The CIHI-DAD (the national source for potential donor data, except Quebec) only identifies those patients that “ever received mechanical ventilation”, and therefore will not actually be able to capture potential donors who require “mechanical ventilation at or near the time of death”. Until more detailed data on the timing of mechanical ventilation is captured in the CIHI-DAD, only patients who died as a result of a brain injury who ever (yes or no) received mechanical ventilation will be captured as a potential donor. This may overestimate the number of potential donors. The DDDWG has submitted a request to CIHI to create a new CIHI-DAD variable representing “mechanical ventilation in the 24 hr prior to death”, and will work with CIHI to support this change.

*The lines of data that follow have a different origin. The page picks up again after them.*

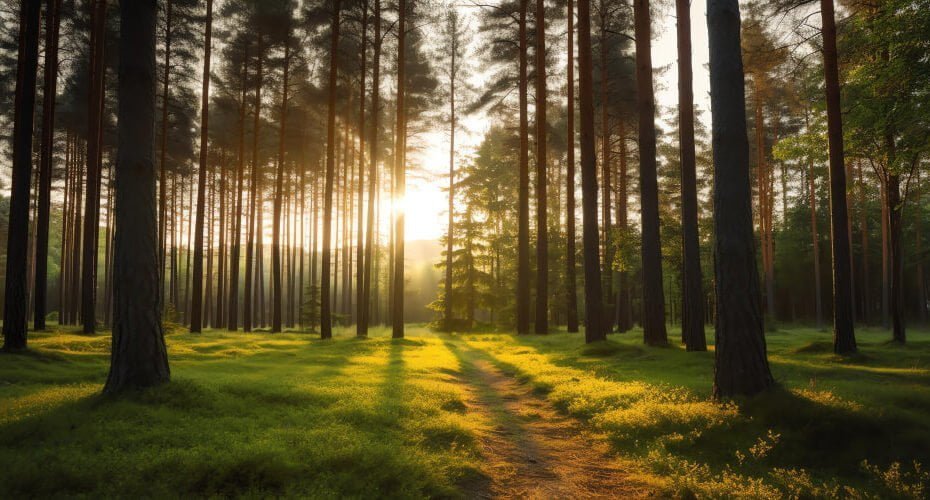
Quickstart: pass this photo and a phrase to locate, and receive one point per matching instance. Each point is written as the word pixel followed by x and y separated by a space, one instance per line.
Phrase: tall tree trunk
pixel 220 318
pixel 886 287
pixel 624 318
pixel 50 92
pixel 139 357
pixel 606 169
pixel 571 266
pixel 864 235
pixel 163 170
pixel 234 263
pixel 255 186
pixel 653 296
pixel 741 364
pixel 896 270
pixel 365 309
pixel 94 149
pixel 919 256
pixel 844 339
pixel 400 182
pixel 14 312
pixel 765 232
pixel 279 188
pixel 326 320
pixel 450 235
pixel 542 219
pixel 594 321
pixel 815 242
pixel 692 287
pixel 523 210
pixel 196 312
pixel 359 230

Comprehensive identification of patients who have a neurological determination of death

An International Classification of Diseases-10-CA code exists to identify patients who have a determination of neurological death (G93.81). Nevertheless, this is an optional code rather than a mandatory data element, and thus it is not comprehensively collected in the CIHI-DAD/NACRS. Consistent use of this code in appropriate cases would allow for discrimination between deaths that occur following a determination of neurological death vs circulatory death. The DDDWG made a submission to CIHI to request that all deaths determined using neurologic criteria be identified as a mandatory data element.

Conclusion

This effort represents a fundamental step towards building a national deceased donation data system that utilizes common definitions and data collection approaches to improve transparency, accuracy, and interpretability. The ultimate purpose of the final minimum data set is to harmonize and standardize donation data definitions in Canada and align with international standards; inform the development of operational and clinical practice standards at the provincial and national levels; develop a framework for deceased donation performance measures; and advance the science of deceased donation.